Maar het is een lot dat meer correspondenten daar treft: voor de een ben je een zionist, voor de ander een antisemiet. Je doet het nooit goed. Altijd zwart-wit. Stellingnames horen bij het Midden-Oostenconflict. Maar Ad koos juist geen partij, hij zou het daar dan ook nooit 30 jaar hebben volgehouden. Hij was eerder afstandelijk, met oog voor de ingewikkelde geschiedenis van de regio, objectief voor zover mogelijk.
Flegmatiek ook, zelden zicht- of hoorbaar emotioneel over wat hij allemaal meemaakte. En dat was nogal wat. Hij versloeg alle hele en half mislukte vredesprocessen, de intifada’s, de oorlogen in Gaza en Libanon. Hij sprak allen die er in het Midden-Oostenconflict toe deden, van Arafat tot Rabin, van Abbas tot Netanyahu. Zijn voorkeur had het uitleggen, steeds maar weer, van de achtergronden.

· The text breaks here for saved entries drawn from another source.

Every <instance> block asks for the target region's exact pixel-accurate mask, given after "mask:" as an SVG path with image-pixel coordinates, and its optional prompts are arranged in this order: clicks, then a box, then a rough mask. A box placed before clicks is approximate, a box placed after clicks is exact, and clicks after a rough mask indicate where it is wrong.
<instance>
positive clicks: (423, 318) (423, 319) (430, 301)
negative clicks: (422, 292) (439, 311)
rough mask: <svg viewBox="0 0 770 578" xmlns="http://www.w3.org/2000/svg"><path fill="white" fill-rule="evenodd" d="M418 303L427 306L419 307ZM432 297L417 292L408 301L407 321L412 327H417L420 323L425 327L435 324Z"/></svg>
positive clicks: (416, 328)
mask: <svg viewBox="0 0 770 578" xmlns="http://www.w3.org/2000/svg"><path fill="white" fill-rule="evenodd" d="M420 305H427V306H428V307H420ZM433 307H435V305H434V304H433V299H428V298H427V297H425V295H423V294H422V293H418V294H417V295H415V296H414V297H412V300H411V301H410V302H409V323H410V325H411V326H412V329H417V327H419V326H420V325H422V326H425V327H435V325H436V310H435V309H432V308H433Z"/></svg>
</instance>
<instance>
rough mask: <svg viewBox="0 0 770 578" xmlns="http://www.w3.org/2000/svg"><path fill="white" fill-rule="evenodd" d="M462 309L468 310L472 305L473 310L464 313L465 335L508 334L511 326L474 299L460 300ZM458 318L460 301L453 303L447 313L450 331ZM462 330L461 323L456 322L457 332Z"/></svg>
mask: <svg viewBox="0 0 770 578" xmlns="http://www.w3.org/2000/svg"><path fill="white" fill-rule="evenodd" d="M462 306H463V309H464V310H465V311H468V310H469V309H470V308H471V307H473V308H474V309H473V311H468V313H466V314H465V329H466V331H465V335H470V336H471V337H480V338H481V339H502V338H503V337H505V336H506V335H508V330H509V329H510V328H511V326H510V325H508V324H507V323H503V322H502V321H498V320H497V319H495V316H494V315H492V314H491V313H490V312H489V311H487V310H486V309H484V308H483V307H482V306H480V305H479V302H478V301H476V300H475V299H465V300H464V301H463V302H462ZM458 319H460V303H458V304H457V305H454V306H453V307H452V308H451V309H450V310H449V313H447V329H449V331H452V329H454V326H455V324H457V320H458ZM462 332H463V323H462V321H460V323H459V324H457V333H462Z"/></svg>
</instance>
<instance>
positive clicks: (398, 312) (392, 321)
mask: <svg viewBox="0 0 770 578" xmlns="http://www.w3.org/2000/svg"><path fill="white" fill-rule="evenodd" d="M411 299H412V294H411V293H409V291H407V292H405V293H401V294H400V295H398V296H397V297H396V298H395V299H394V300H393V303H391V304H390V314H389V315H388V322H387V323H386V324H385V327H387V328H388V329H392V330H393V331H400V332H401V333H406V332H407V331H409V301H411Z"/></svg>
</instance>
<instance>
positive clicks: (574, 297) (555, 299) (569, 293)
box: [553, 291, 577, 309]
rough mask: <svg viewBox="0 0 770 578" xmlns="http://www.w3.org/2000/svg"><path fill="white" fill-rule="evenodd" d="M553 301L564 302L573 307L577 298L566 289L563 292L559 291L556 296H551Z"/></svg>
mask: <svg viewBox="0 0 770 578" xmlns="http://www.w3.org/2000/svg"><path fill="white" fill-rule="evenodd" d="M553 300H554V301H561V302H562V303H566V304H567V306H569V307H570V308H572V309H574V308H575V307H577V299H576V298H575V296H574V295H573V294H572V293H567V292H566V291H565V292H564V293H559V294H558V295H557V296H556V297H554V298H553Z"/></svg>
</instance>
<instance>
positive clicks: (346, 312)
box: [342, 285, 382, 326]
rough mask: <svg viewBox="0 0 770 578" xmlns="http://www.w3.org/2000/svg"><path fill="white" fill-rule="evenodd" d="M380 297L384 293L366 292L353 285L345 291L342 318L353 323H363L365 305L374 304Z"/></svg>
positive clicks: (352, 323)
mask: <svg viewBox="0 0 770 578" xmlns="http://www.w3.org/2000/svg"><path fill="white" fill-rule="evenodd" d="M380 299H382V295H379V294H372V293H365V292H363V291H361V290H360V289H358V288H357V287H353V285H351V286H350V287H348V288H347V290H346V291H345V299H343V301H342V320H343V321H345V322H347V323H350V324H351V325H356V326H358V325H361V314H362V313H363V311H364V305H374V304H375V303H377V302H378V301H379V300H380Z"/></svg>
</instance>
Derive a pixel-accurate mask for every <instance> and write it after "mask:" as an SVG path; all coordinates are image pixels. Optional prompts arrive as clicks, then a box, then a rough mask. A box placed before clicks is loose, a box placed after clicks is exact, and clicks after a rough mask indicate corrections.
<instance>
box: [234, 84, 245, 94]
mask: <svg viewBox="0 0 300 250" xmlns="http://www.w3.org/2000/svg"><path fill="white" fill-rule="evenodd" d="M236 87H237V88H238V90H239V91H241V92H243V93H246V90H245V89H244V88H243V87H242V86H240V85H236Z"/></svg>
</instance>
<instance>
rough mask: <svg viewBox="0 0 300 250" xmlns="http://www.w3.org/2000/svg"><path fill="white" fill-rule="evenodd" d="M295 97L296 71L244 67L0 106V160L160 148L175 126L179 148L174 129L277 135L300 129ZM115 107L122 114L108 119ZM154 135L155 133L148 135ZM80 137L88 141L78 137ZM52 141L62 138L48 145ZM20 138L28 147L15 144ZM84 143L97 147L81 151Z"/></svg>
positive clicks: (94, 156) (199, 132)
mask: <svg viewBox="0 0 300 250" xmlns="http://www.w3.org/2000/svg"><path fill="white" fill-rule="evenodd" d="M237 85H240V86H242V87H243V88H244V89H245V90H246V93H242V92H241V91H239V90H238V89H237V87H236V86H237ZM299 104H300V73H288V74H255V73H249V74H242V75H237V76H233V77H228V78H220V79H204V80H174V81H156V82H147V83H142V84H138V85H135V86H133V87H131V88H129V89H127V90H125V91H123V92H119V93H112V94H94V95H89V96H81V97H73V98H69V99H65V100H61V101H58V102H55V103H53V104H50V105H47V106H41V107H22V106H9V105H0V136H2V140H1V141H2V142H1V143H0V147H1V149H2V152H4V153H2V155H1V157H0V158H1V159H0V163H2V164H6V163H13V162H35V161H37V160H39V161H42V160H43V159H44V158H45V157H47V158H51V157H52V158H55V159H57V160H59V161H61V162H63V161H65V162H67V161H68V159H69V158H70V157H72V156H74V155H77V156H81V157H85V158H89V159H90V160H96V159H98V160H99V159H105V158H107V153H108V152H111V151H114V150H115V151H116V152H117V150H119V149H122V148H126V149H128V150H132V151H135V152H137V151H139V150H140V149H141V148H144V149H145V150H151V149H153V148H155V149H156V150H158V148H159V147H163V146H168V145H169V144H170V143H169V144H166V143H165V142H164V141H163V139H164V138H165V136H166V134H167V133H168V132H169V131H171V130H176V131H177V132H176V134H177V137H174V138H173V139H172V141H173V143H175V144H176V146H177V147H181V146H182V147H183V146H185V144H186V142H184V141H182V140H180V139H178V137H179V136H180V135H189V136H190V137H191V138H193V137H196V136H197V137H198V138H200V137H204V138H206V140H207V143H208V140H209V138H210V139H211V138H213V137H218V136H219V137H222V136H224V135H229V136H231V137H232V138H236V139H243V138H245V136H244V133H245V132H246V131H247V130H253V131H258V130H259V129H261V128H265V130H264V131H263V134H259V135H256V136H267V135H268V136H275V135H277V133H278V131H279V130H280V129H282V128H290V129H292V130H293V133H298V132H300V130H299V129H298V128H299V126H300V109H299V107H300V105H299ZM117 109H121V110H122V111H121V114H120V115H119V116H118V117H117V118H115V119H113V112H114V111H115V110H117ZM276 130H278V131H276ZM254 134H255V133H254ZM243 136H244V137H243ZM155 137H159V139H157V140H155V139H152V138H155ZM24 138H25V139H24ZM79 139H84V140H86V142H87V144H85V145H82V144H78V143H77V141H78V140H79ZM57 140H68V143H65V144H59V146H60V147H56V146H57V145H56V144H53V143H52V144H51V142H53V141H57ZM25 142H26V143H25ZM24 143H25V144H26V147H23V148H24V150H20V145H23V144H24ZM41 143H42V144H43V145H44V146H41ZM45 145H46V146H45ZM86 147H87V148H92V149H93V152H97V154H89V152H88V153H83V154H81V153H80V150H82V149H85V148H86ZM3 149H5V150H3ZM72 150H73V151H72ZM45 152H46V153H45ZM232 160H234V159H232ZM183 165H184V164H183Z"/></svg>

Maar hij stond ook – soms letterlijk – met zijn voeten in het bluswater, of beter het bloed, als weer aanslagen waren gepleegd, er weer oorlog was of Palestijnse raketten vlakbij hem insloegen. Ook dan was hij geen avonturier die het gevaar opzocht, maar eerder een koele observator, een buitenstaander. Hij deed het ook het liefst op eigen houtje, zonder collega’s erbij. En misschien - of nee, wel zeker - hij deed het te lang. Dertig jaar op één post, waarvan het grootste deel voor dezelfde media – de GPD-kranten – is veel.
Dan raak je op elkaar uitgekeken. Dat was ook bij Ad het geval. De aandacht voor Israël en de Palestijnen ebde weg, de originele invalshoek was moeilijker te vinden. En er kwam steeds minder ruimte in de kranten voor reportages, en dan waren routinestukjes het logische gevolg, én de ergernis daarover. Uit Israël weggaan was misschien even, begin jaren negentig, een optie – hij wilde graag naar Amerika – maar daarna nooit meer.
Zijn Israëlische vrouw en kinderen kluisterden hem aan het land. Er waren veel discussies over geld, voor zijn oude dag had hij namelijk niet goed gezorgd, en hij maakte zich zorgen over wat er dan van hem en zijn gezin zou worden.
Daarom was het mooi om te zien hoe hij, na de ondergang van de GPD, een nieuwe kans kreeg bij de Volkskrant en die met beide handen aangreep. Een reeks prachtige verhalen was het afgelopen jaar het gevolg. Niks uitgeblust dus, er viel nog zo veel te vertellen over Israël en de Palestijnen.
Het heeft helaas niet langer mogen zijn.